Module InferModules.Propset

Sets of Propositions

type t

Sets of propositions. The invariant is maintaned that Prop.prop_rename_primed_footprint_vars is called on any prop added to the set.

val compare : t -> t -> int

Compare propsets

val singleton : InferIR.Tenv.t -> Prop.normal Prop.t -> t

Singleton set.

val mem : Prop.normal Prop.t -> t -> bool

Set membership.

val union : t -> t -> t

Set union.

val inter : t -> t -> t

Set intersection

val add : InferIR.Tenv.t -> Prop.normal Prop.t -> t -> t

Add prop to propset.

val diff : t -> t -> t

Set difference.

val empty : t

The empty set of propositions.

val size : t -> int

Size of the set

val from_proplist : InferIR.Tenv.t -> Prop.normal Prop.t list -> t
val to_proplist : t -> Prop.normal Prop.t list
val map : InferIR.Tenv.t -> (Prop.normal Prop.t -> Prop.normal Prop.t) -> t -> t

Apply function to all the elements of the propset.

val map_option : InferIR.Tenv.t -> (Prop.normal Prop.t -> Prop.normal Prop.t option) -> t -> t

Apply function to all the elements of the propset, removing those where it returns None.

val fold : ('a -> Prop.normal Prop.t -> 'a) -> 'a -> t -> 'a

fold f pset a computes (f pN ... (f p2 (f p1 a))...), where p1 ... pN are the elements of pset, in increasing order.

val iter : (Prop.normal Prop.t -> unit) -> t -> unit

iter f pset computes (f p1;f p2;..;f pN) where p1 ... pN are the elements of pset, in increasing order.

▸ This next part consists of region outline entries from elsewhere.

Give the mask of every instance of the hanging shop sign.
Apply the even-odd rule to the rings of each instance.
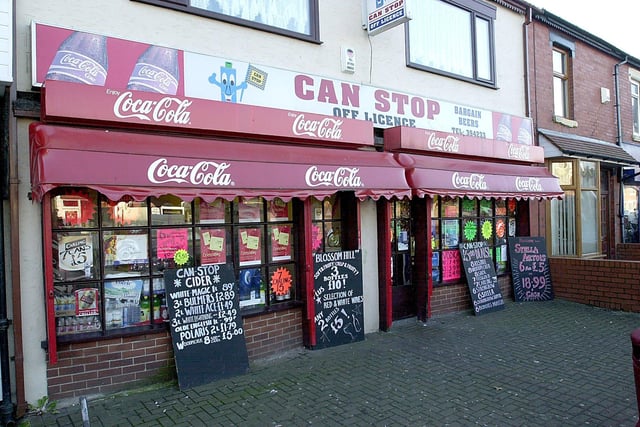
[[[233,267],[165,270],[164,286],[180,389],[248,372]]]
[[[384,10],[396,6],[404,7],[404,1],[385,1],[382,7]],[[502,139],[511,143],[531,144],[530,138],[525,138],[532,134],[530,119],[438,100],[428,95],[236,61],[233,58],[168,49],[41,23],[33,24],[32,33],[32,84],[40,86],[47,82],[45,86],[48,86],[48,81],[63,80],[102,88],[103,96],[109,102],[104,106],[100,104],[100,108],[105,109],[101,114],[109,113],[113,116],[113,106],[117,104],[119,107],[116,111],[121,115],[135,113],[151,119],[153,114],[143,111],[154,110],[155,107],[151,108],[150,102],[164,100],[167,104],[163,107],[167,110],[164,119],[171,115],[173,121],[187,121],[185,113],[190,112],[193,122],[193,102],[201,99],[220,101],[224,108],[244,104],[305,112],[305,120],[309,120],[307,114],[318,114],[366,121],[378,128],[418,127],[485,140]],[[89,51],[87,46],[98,48]],[[89,58],[90,61],[73,60],[79,57]],[[80,63],[83,64],[82,67],[75,66]],[[150,66],[145,68],[142,64]],[[144,70],[147,72],[142,72]],[[235,85],[231,85],[230,81],[234,81]],[[147,95],[143,96],[140,92],[160,96],[145,101]],[[65,102],[71,103],[70,97],[64,98]],[[82,101],[81,98],[74,96],[72,99],[79,102]],[[192,104],[187,105],[189,102]],[[203,108],[205,105],[203,104]],[[127,109],[123,108],[125,106]],[[71,109],[73,106],[66,108]],[[134,112],[134,109],[141,111]],[[169,114],[169,111],[175,113]],[[73,114],[79,113],[92,114],[86,109]],[[49,114],[53,112],[50,111]],[[294,114],[297,115],[291,117],[293,121],[299,117],[299,113]],[[209,114],[207,119],[216,118]],[[147,121],[144,118],[139,120]],[[251,120],[259,118],[251,117]],[[304,132],[309,131],[305,128],[315,126],[313,122],[303,125],[302,119],[298,120],[298,129]],[[149,125],[157,124],[151,120],[147,122]],[[291,120],[287,122],[290,123]],[[162,125],[163,120],[159,123]],[[202,122],[197,123],[202,126]],[[194,122],[193,125],[197,123]],[[187,127],[186,123],[176,124]],[[276,124],[271,124],[267,129],[274,126]],[[260,129],[262,131],[262,127]],[[524,130],[521,132],[521,129]],[[342,132],[344,136],[345,130]],[[336,131],[333,132],[334,135],[335,133]],[[343,139],[347,140],[346,137]]]
[[[366,0],[366,29],[370,36],[408,22],[405,0]]]
[[[551,271],[544,237],[509,237],[509,258],[516,301],[553,299]]]
[[[362,252],[314,254],[313,278],[314,348],[364,340]]]
[[[502,291],[487,242],[460,243],[460,257],[467,276],[473,312],[479,315],[503,309]]]

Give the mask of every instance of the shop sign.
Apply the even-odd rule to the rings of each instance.
[[[367,32],[370,36],[410,19],[405,0],[367,0]]]
[[[405,10],[406,0],[377,3],[382,14],[374,12],[371,16],[374,22],[380,23],[376,27],[379,28],[389,16]],[[398,23],[397,20],[390,22]],[[266,129],[267,135],[269,129],[280,129],[286,123],[286,133],[284,129],[280,129],[277,136],[296,137],[296,132],[303,132],[305,137],[334,142],[355,141],[368,145],[373,145],[373,135],[368,136],[372,134],[371,127],[405,126],[482,140],[532,144],[532,125],[528,118],[439,100],[428,94],[401,92],[41,23],[34,23],[32,32],[34,86],[41,86],[46,80],[45,86],[50,88],[51,81],[62,80],[74,82],[78,86],[102,89],[101,92],[81,93],[78,88],[74,88],[73,92],[77,92],[77,96],[69,96],[68,87],[63,94],[57,92],[56,98],[62,98],[58,100],[58,104],[62,104],[57,105],[58,118],[128,120],[132,124],[173,124],[184,129],[195,127],[201,130],[215,126],[222,131],[233,131],[229,127],[240,123],[243,132],[262,134]],[[100,46],[99,52],[83,52],[83,46],[89,45],[81,42],[83,37],[94,40],[94,45]],[[61,51],[95,57],[97,65],[94,68],[100,69],[98,65],[104,68],[104,78],[87,80],[87,76],[79,70],[57,72],[60,61],[56,58],[64,57],[59,55]],[[167,57],[171,60],[166,61],[166,64],[159,61],[159,58]],[[158,62],[155,64],[158,69],[153,73],[146,72],[146,76],[141,77],[140,64],[154,61]],[[228,82],[231,79],[224,79],[223,75],[233,77],[236,84],[230,85]],[[94,117],[91,109],[83,108],[84,96],[93,98],[107,95],[110,97],[110,102],[107,103],[109,114],[103,111],[101,115]],[[210,102],[197,103],[196,99]],[[219,104],[212,104],[211,101]],[[101,105],[102,102],[103,100],[94,99],[91,104],[100,104],[101,109],[106,109],[107,105]],[[113,112],[116,103],[117,114],[137,117],[117,117]],[[292,115],[281,123],[279,120],[282,118],[276,120],[272,114],[262,109],[233,109],[234,106],[241,105],[278,109],[291,112]],[[300,112],[304,112],[304,117],[299,116]],[[49,109],[48,114],[51,115],[51,120],[56,118],[53,110]],[[266,120],[260,117],[263,114],[267,115]],[[311,117],[313,114],[319,116]],[[329,121],[326,117],[333,117],[334,120]],[[207,124],[209,121],[212,122],[211,125]],[[358,128],[353,122],[365,122],[369,127]],[[367,139],[363,140],[365,137]]]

val partition : (Prop.normal Prop.t -> bool) -> t -> t * t
val subseteq : t -> t -> bool
val is_empty : t -> bool

Set emptiness check.

val filter : (Prop.normal Prop.t -> bool) -> t -> t

Pretty print

val d : Prop.normal Prop.t -> t -> unit

dump a propset coming form the given initial prop